Longer wavelengths (650-900nm) that are now mainly absent are associated with improved physiology via manipulation of metabolism. They positively influence mitochondria that supply our bodies with cellular energy. They penetrate deeply and are absorbed by mitochondria that then change signalling in our blood so that this information is spread throughout the body.

“Shorter wavelengths, particularly those between 420nm to 450nm, undermine mitochondria and are associated with reduced cellular energy. Our understanding here is based on multiple published studies by a number of different international groups.” In other words, short wavelengths (from the blue end of the spectrum) deplete cells of their energy, while longer wavelengths (from the red end) supply our cells with energy. The health of mitochondria is critical to a wide range of processes in the body, most notably cell regeneration and tissue repair.

We already know about the importance of 480nm light for our circadian system, so this new understanding points to the importance of balancing the blue end of the spectrum with energy from the red end. Read more on the guide to circadian lighting here.

Why we need daylit buildings.

One answer is to ensure that indoor spaces are well daylit, so that the deficiency of IR in artificial lighting is not a problem. But this is only a partial solution, since commercial buildings are routinely fitted with glazing that is treated to minimise solar heat gain (low-e or solar control glazing), designed to filter out IR radiation. Currently, domestic buildings in the UK generally do not have solar control glazing.

The power of plants.

The research at UCL has pointed to the role of plants in reflecting IR and NIR light in interiors. Plant leaves are excellent reflectors of light in NIR part of the spectrum. This can be seen in this photo taken by Prof. Fosbury showing an apple tree, with a regular photo (left) and with an RG780 NIR filter (right).

Photo courtesy of Professor Bob Fosbury, UCL

It follows that plants located just outside windows could act as amplifiers, maximising the quantity of NIR going into a room. Likewise, plants located inside the room near the windows could be helpful. However, this would only be effective if the glazing does not have a solar control coating.

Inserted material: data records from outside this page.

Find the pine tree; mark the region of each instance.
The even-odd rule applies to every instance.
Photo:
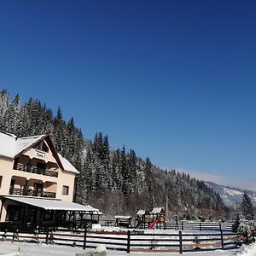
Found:
[[[241,205],[241,213],[247,220],[253,220],[254,219],[254,211],[252,204],[252,201],[248,195],[244,192],[242,196],[242,201]]]
[[[239,228],[239,225],[240,225],[240,223],[241,223],[240,214],[241,213],[239,212],[236,212],[235,220],[234,220],[234,223],[232,224],[232,231],[234,233],[237,233],[237,231],[238,231],[238,228]]]
[[[153,170],[152,170],[152,164],[148,157],[146,159],[146,165],[145,165],[145,183],[148,193],[148,204],[149,207],[154,207],[154,195],[153,195],[153,186],[152,186],[152,180],[153,180]]]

Can we supplement artificial light with infrared?

Another solution could be to create LEDs that have an IR component.

The challenge to the lighting industry is considerable, though not without precedent when one considers the “human centric lighting” transformation of recent times.

There are also energy efficiency considerations, since adding non-visible radiation into light sources could effectively increase energy use without delivering visible light. A possible remedy is to add separate IR emitters to spaces. These would not need to be on continuously and would not emit visible light. Prof. Jeffrey has been trialling a prototype 850nm panel in clinical studies at Moorfields Eye Hospital and City University. Exposures can be brief but must be timed to fit with the circadian cycle of the mitochondria, which means morning exposure works best. Occupants do not need to be orientated towards the panels, since it is skin exposure that provides the benefits.

Our lighting team took part in the clinical trial at City University, London. The experiment involved them turning up at the same time on the morning of two consecutive days, aiming to investigate whether a longer wavelength of light (850 nm), delivered indirectly (ie not direct to the eye, but by exposure to the back) on a single occasion, had the same beneficial effect as direct 670 nm on colour contrast thresholds.

850nm panel being used in studies at City University.
Photo courtesy of Professor Glen Jeffrey

Future questions.

The science on the benefits of IR and NIR light for humans is very well developed. What we don’t know is how this can be applied in the built environment. Many questions arise from this. For example, if additional IR sources are used, how can they be integrated with the architecture? What is their energy consumption profile? How do we square this with the need to minimise energy use in buildings? If we allow IR to enter through windows, can we justify the energy burden by increasing solar heat gain?

In many ways, this epitomises the fundamental question about how we balance people and planet in the built environment.